Mychaeel said:
Changing the default properties of a class will affect any future instances of that class.
Not in my experience. I have tried to make my TeamSpecificActors work that way.
What I tried: I made a custom Volume, which could send a localized message to the player on touch, with adjustable properties. I subclassed LocalMessage, just like _Lynx did. Then, when one touched the volume, the defaultproperties of the message subclass were overwritten with the properties set by the mapper. Then the localized message was sent to the player. This didn't work. It kept sending the localized message using the original defaultproperties of the message subclass.

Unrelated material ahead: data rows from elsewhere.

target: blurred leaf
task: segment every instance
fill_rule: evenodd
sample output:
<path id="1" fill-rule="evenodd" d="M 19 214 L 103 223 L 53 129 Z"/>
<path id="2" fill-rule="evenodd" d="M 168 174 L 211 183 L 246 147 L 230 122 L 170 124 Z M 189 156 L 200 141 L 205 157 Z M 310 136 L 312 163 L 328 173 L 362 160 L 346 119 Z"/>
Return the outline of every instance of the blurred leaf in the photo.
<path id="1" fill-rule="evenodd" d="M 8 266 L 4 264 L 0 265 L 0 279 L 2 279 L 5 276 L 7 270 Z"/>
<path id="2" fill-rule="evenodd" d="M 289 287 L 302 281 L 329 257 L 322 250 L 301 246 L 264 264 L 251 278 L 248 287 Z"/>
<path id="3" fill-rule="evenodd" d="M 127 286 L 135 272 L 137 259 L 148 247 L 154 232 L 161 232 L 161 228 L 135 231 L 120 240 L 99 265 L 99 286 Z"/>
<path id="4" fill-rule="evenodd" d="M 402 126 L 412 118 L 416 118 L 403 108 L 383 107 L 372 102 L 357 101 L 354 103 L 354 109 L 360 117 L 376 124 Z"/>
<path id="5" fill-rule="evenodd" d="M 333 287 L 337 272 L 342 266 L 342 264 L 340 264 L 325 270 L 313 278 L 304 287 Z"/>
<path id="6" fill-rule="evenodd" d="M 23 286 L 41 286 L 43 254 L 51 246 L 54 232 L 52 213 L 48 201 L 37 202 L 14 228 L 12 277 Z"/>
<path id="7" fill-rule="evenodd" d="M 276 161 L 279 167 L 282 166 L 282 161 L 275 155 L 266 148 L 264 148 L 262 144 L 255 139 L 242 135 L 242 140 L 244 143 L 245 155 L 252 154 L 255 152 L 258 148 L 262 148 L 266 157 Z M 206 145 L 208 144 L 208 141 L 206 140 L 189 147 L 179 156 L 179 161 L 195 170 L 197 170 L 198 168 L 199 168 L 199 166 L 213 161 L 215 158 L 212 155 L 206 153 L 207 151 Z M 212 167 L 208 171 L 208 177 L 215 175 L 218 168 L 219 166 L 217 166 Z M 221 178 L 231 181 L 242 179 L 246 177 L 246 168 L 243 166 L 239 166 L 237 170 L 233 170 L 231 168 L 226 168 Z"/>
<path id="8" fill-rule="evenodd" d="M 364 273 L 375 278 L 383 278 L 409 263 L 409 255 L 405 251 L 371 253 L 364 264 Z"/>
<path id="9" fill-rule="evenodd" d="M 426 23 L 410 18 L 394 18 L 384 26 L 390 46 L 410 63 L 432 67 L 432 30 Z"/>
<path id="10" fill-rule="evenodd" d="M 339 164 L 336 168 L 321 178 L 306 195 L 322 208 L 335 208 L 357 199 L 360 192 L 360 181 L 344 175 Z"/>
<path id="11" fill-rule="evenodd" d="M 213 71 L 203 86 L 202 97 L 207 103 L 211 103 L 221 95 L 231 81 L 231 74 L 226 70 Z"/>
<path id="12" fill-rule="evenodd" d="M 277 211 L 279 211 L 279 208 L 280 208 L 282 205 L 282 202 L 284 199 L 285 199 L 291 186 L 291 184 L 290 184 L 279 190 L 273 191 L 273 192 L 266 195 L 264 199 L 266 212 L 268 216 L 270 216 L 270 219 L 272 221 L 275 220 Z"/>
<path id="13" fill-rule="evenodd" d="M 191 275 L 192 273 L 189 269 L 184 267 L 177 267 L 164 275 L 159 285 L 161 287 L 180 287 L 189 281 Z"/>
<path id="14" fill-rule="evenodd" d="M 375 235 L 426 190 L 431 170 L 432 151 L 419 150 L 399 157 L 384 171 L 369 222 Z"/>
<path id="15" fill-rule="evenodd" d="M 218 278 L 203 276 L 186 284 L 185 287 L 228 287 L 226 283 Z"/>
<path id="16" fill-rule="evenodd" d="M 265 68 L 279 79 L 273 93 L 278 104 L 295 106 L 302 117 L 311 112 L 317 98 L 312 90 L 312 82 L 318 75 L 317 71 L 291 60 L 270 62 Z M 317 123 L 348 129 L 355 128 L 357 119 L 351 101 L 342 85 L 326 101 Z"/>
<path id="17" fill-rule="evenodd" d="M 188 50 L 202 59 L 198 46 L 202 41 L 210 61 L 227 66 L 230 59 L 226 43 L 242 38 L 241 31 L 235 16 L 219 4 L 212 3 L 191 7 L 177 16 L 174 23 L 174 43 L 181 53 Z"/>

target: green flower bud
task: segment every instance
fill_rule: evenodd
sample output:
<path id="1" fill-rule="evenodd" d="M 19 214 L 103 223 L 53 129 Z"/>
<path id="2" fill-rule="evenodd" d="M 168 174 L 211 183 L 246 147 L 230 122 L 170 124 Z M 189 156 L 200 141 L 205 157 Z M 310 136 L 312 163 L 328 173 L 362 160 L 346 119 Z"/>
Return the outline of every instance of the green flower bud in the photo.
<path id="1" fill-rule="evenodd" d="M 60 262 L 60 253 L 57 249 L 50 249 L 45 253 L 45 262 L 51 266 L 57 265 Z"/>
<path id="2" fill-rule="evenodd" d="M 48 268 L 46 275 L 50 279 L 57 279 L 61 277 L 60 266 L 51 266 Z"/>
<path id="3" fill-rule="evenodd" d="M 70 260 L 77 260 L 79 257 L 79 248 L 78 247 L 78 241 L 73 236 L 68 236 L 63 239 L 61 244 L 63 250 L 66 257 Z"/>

This finally worked: I created a function within the message subclass to overwrite it's own defaultproperties. Like this:
Code:
function GetRequiredInfo(string myDisplayMessage, color myMessageColor, int myMessageLifeTime, bool mybFlash)
{
default.DisplayMessage = myDisplayMessage;
default.DrawColor = myMessageColor;
default.LifeTime = myMessageLifeTime;
default.bFlash = mybFlash;
}
To execute this function, I had to call it from the volume, so I inserted the following in the Touch() function:
Code:
local LocalMessageSubclass myLocalMessage;
myLocalMessage = Spawn(class'LocalMessageSubclass'); //Needed to access function
myLocalMessage.GetRequiredInfo(var1, var2, var3, var4); //Modify properties. Using class'LocalMessageSubclass'.default.bFlash = True/False didnt work
Player.ReceiveLocalizedMessage(class'LocalMessageSubclass',,,,); //Send message
And it works like an absolute charm.
To get back on topic: I think preventing the message from showing up is a better way to not send the message to the player than by sending a blank string. That would just be unnecessairy imo.